Immunisation sanguine fœto-maternelle : L’allo-immunisation fœto-maternelle se manifeste par l’acquisition d’Ac anti-érythrocytaires, suite au passage de globules rouges fœtaux dans la circulation maternelle, ce qui entraîne une hémolyse fœtale. Le but de la prise en charge de ces grossesses est, dans un 1er temps, d’éviter cette incompatibilité. En France, 0,3 % des grossesses présentent une immunisation Rhésus (anti-D dans 75% des cas) dont la fréquence diminue car prévention obligatoire (1969), dans 25% des cas, il s'agit d'iso-immunisations vis-à-vis d'autres systèmes.
Système Rhésus : système génétique indépendant des autres systèmes de groupes sanguins (ABO, Kell, Duffy), codé par le chromosome n° 1, composé de 6 gènes allèles Dd Cc Ee qui s'incluent lors de la méiose, et se transmettent intacts.
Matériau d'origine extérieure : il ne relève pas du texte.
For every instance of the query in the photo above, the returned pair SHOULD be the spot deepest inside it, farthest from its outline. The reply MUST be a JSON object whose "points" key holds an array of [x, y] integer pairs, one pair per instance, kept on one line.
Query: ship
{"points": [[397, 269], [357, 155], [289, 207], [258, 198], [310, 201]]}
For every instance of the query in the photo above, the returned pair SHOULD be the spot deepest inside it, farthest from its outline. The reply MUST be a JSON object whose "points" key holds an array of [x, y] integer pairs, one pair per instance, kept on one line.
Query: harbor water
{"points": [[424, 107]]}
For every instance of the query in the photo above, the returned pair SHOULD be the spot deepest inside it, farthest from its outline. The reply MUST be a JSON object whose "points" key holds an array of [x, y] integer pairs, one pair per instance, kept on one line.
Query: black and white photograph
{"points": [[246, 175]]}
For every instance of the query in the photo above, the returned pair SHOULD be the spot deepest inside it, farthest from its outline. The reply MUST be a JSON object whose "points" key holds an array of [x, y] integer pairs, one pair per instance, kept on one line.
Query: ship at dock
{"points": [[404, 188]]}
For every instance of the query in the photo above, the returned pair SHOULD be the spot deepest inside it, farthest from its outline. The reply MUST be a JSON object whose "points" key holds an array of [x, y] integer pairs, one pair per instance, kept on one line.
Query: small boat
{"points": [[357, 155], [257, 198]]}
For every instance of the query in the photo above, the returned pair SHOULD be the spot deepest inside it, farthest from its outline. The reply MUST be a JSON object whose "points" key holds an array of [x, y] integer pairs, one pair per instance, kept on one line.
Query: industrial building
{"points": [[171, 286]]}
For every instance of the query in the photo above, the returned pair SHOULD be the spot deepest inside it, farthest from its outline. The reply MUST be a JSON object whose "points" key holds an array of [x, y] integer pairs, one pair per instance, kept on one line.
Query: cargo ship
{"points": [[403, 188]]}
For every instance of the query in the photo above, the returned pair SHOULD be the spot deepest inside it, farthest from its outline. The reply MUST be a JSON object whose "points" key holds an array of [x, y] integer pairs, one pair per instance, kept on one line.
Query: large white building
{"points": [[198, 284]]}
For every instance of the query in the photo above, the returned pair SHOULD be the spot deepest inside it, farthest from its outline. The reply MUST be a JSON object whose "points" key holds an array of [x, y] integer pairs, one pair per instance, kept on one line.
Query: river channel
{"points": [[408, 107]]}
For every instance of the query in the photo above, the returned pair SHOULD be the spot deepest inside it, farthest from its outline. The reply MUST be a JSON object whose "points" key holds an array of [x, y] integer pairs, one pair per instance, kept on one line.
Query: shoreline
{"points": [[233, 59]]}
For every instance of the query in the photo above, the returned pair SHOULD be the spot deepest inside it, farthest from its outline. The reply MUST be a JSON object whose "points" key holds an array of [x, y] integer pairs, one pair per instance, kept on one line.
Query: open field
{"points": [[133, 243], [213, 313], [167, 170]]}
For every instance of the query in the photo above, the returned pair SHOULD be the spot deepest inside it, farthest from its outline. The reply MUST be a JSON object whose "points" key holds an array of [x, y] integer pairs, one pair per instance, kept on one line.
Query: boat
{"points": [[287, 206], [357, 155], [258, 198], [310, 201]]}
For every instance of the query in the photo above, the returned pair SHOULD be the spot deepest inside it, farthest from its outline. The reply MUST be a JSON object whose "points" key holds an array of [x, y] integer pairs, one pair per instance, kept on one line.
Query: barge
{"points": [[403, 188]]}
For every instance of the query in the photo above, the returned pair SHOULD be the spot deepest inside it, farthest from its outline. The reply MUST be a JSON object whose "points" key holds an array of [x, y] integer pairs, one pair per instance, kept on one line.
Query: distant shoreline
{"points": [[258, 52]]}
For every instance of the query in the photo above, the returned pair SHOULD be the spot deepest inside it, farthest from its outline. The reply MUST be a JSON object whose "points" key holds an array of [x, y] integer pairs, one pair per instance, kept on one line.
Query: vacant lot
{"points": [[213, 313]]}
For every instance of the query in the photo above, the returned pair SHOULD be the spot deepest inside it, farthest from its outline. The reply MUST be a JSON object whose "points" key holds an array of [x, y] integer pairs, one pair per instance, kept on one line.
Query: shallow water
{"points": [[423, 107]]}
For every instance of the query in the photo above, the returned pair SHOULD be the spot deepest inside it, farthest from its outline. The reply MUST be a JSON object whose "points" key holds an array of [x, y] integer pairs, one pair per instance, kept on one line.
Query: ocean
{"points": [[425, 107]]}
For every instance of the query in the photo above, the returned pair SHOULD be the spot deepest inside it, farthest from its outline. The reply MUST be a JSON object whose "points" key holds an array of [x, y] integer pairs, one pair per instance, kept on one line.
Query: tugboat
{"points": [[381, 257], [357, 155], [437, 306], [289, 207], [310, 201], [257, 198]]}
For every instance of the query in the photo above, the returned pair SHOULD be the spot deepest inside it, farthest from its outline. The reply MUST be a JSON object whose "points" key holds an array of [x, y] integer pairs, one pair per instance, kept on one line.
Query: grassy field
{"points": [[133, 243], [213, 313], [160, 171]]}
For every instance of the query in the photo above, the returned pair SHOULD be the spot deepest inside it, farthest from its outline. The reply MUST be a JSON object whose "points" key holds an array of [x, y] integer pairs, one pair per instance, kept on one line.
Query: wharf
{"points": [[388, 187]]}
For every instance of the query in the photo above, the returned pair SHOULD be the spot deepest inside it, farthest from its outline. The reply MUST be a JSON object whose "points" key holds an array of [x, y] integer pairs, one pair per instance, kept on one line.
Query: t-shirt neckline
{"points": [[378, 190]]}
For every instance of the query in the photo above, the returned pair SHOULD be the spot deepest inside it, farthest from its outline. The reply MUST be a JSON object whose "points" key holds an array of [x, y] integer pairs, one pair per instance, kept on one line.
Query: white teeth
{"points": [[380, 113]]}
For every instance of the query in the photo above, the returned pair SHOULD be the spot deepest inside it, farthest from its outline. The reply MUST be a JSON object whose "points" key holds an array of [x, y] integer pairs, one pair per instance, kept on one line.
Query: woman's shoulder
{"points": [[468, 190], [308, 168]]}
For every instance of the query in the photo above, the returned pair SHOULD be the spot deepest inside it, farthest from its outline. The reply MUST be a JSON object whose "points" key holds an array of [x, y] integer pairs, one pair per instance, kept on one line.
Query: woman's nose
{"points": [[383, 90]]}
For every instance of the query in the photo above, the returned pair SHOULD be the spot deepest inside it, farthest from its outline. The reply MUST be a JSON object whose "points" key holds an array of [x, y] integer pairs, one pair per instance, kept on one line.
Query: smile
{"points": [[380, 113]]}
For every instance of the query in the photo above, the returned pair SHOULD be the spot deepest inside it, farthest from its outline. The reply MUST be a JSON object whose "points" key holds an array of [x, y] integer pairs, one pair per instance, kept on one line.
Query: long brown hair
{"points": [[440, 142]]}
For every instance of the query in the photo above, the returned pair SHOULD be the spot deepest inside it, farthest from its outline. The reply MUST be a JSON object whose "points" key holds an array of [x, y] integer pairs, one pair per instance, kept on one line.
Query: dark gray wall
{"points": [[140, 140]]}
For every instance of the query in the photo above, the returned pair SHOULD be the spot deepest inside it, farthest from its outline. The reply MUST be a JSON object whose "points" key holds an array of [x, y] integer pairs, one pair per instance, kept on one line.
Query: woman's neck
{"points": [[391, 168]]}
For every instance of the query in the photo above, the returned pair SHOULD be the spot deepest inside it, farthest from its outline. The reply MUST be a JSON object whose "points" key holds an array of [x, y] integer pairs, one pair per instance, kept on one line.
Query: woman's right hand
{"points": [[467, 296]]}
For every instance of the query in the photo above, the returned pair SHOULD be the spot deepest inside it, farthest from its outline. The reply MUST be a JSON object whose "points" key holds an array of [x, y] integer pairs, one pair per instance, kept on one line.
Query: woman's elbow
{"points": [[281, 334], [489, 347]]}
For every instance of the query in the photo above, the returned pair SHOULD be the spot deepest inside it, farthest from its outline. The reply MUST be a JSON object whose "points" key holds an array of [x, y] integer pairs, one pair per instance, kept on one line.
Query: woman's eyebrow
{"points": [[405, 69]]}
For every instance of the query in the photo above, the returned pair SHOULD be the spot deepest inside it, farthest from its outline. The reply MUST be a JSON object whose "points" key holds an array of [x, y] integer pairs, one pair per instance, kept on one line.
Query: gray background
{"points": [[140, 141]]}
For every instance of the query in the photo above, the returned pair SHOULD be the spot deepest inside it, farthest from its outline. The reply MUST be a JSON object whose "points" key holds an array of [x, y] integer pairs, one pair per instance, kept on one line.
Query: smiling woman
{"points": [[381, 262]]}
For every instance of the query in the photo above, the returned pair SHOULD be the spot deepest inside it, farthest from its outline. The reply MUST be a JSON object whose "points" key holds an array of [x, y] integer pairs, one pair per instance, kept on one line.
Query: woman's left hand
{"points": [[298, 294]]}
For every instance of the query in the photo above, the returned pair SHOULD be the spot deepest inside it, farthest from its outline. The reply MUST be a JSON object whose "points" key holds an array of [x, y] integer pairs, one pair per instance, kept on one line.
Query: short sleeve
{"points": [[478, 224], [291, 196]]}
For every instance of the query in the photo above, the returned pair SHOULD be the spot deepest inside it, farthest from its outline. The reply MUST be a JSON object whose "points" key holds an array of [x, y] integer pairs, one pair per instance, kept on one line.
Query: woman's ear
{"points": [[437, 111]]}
Les Ac sont des agglutinines irrégulières qui ne se développent qu'après introduction chez un receveur d'hématies humaines porteuses d'un Ag absent chez le receveur.
Les autres systèmes représentent environ 25% des cas d'immunisation.
Allo-immunisation dans le système ABO : assez fréquente, souvent bénigne, sans risque d'accident pendant la grossesse et simplement un possible ictère néonatal.
Les Ac maternels anti-A ou surtout anti-B (IgG), pénètrent dans l'organisme fœtal, avec hémolyse modérée et ictère néonatal. Suite à une allo-immunisation fœto-maternelle par voie transplacentaire, soit une hétéro-immunisation antérieure à la grossesse (transfusion, hétéro-hémothérapie, greffes, toxicomanies, vaccin).
Incompatibilités dans les autres systèmes :
Système Kell : avec 2 Ag K (Kell) et k (Cellano), 91% des sujets sont K négatif : kk. Une immunisation anti-Kell grave est possible, l'étiologie est souvent post-transfusionnelle.
Système Duffy : 2 Ag antithétiques Fy a et Fy b.
Système MNSs : les Ac anti-S et anti-s sont des IgG, les anti-M et -N sont des IgM, l’AC responsable fréquemment est l'anti-S.
Système Kidd : 2 Ag : JKa et JKb, l’AC anti-JKa est souvent responsable.
Prophylaxie par vigilance lors de transfusions.
Dépistage : dosage des agglutinines irrégulières lors de la déclaration de grossesse, qui sélectionne les patientes à risque et permet de prévenir les atteintes fœtales graves.
Physiologie : Le placenta délivre des IgG au fœtus indépendamment de la concentration maternelle en IgG. La concentration en IgG augmente en cours de grossesse ; faible avant 4 mois, elle dépasse le taux maternel en fin de grossesse. Les IgG anti-D se fixent sur l’Ag Rh des globules rouges fœtaux qui sont détruites dans le système réticulo-endothélial, en particulier rate et foie. L'hépatomégalie, caractéristique de l'érythroblastose, induit une hypertension portale avec stase veineuse ombilicale et retentissement placentaire (oedème) avec diminution de la perfusion placentaire.
Anémie souvent comprise entre 3 et 6 g/dL, taux modérément élevé d’érythroblastes circulants, absence de thrombopénie, gazométrie normale et hypoalbuminémie modérée.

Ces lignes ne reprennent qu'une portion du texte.